Check the school website to find a concert to attend at the Chan Centre for the Performing Arts. Make sure to walk through the Walter Koerner Library, the campus store and the clothing- optional Wreck Beach.
Granville Island peninsula and shopping district. I like starting early in Granville Island, which is best to visit when the Farmers Market is open, currently every Thursday. There is great coffee, fresh food and baked goods, as well as art and craft.
Then I usually walk off the island towards Kitsilano Beach, which takes me along the nicest parts of the English Bay. The view here is of the world-famous Stanley Park and Lions Gate Bridge, as well as Grouse Mountain and West Vancouver.
I remember meandering through the small streets to see the many cute houses in the area.
One cannot go wrong with the classic Macleod's Books (macleodsbooks.tumblr.com). There are amazing finds within the narrow aisles of used books and the staff can help you find anything among the chaos without a computer.
The Teahouse (www.vancouverdine.com/teahouse/) at Ferguson Point in Stanley Park has classy decor and impressive views of the bay. You can drive up to the restaurant, but you can also park farther out and walk in. It is a fairly easy and scenic 30-minute walk from the West End entrance.
Best hidden find
Lift Bar and Grill (liftbarandgrill.com), right on the water, is the perfect spot to chill out at with amazing views of the harbour. It has a patio overlooking Stanley Park and Second Narrows Bridge and is especially stunning in the evening with the city lights in the distance.
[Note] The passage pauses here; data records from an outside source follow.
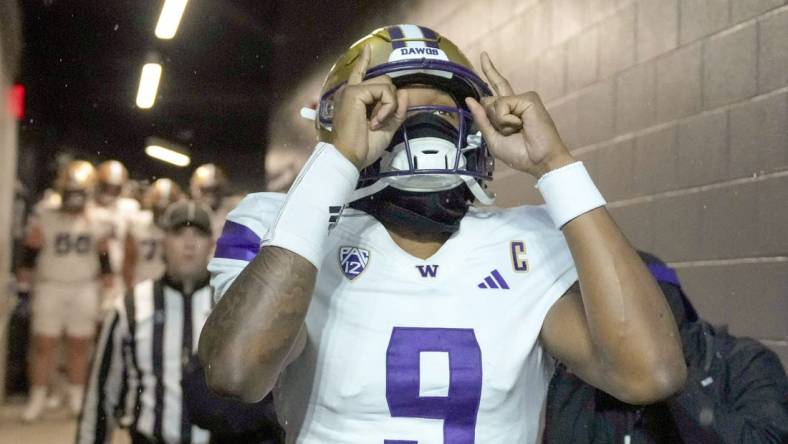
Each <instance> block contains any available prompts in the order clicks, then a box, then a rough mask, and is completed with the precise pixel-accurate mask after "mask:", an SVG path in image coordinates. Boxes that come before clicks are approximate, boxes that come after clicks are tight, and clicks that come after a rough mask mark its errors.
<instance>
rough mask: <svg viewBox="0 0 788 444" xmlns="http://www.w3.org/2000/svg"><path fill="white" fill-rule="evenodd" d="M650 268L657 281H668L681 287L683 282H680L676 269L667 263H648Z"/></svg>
mask: <svg viewBox="0 0 788 444" xmlns="http://www.w3.org/2000/svg"><path fill="white" fill-rule="evenodd" d="M648 270H649V271H650V272H651V275H652V276H654V279H656V280H657V282H666V283H668V284H673V285H675V286H677V287H681V282H679V276H678V275H677V274H676V270H674V269H672V268H670V267H668V266H667V265H662V264H648Z"/></svg>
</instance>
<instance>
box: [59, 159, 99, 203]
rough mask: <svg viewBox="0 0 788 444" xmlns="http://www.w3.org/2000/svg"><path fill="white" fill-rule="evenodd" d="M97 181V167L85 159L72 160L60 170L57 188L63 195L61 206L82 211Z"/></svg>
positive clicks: (60, 196)
mask: <svg viewBox="0 0 788 444" xmlns="http://www.w3.org/2000/svg"><path fill="white" fill-rule="evenodd" d="M95 183H96V169H95V168H93V165H92V164H91V163H90V162H87V161H85V160H72V161H71V162H69V163H67V164H66V165H65V166H64V167H63V168H61V169H60V171H58V174H57V178H56V179H55V189H56V190H57V192H58V193H59V194H60V197H61V208H62V209H64V210H66V211H80V210H82V209H83V208H84V207H85V204H86V203H87V200H88V197H89V196H90V194H91V192H92V191H93V187H94V185H95Z"/></svg>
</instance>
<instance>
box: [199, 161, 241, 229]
mask: <svg viewBox="0 0 788 444" xmlns="http://www.w3.org/2000/svg"><path fill="white" fill-rule="evenodd" d="M227 188H228V187H227V176H226V175H225V174H224V171H222V169H221V168H219V167H218V166H216V165H214V164H212V163H206V164H204V165H200V166H199V167H198V168H197V169H196V170H194V173H192V177H191V180H190V181H189V191H190V192H191V197H192V199H194V200H196V201H197V202H200V203H202V204H203V205H205V206H208V207H210V209H211V210H212V211H213V213H212V214H213V219H212V221H211V223H212V224H213V225H212V226H213V231H214V236H213V238H214V240H216V239H218V238H219V236H220V235H221V234H222V226H224V221H225V220H226V219H227V213H229V212H230V210H232V209H233V208H234V207H235V206H236V205H238V202H239V201H240V198H239V197H238V196H231V195H228V190H227Z"/></svg>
Dockside restaurant (docksidevancouver.com) on Granville Island has a patio looking out onto False Creek and the docked yachts.
Worthwhile side trips
Whistler, the location for the 2010 Winter Olympic Games, is an absolute must-visit. Those who do not feel like driving themselves for 120km from Vancouver can book a tour from the city to explore the mountain, village and rushing waterfalls. Skiing or snowboarding at Whistler Blackcomb in winter is world-class. Summer can be spent relaxing at Lost Lake Park or playing golf on a driving range.
Event to bookmark
The Bard on the Beach Shakespeare Festival (bardonthebeach.org) happens every June to September at an outdoor tent-theatre complex at Vanier Park. This world-class event has been running for 27 years and offers four repertory productions this year.
Wear comfortable shoes because there are so many beautiful walks to go on. Bring a jacket with a hood rather than an umbrella for rainy days and your sunglasses for sunny ones.
Wear a smile too. The locals are known to be genuinely friendly, so do not be surprised if a stranger says hi to you on a bus or the street.
There is a large Asian population - more than 30 per cent of the city's population is ethnic Chinese. The quality of Chinese food may be better than in Hong Kong or Taiwan as some of the best chefs and their families migrated to Vancouver from those places in the 1990s.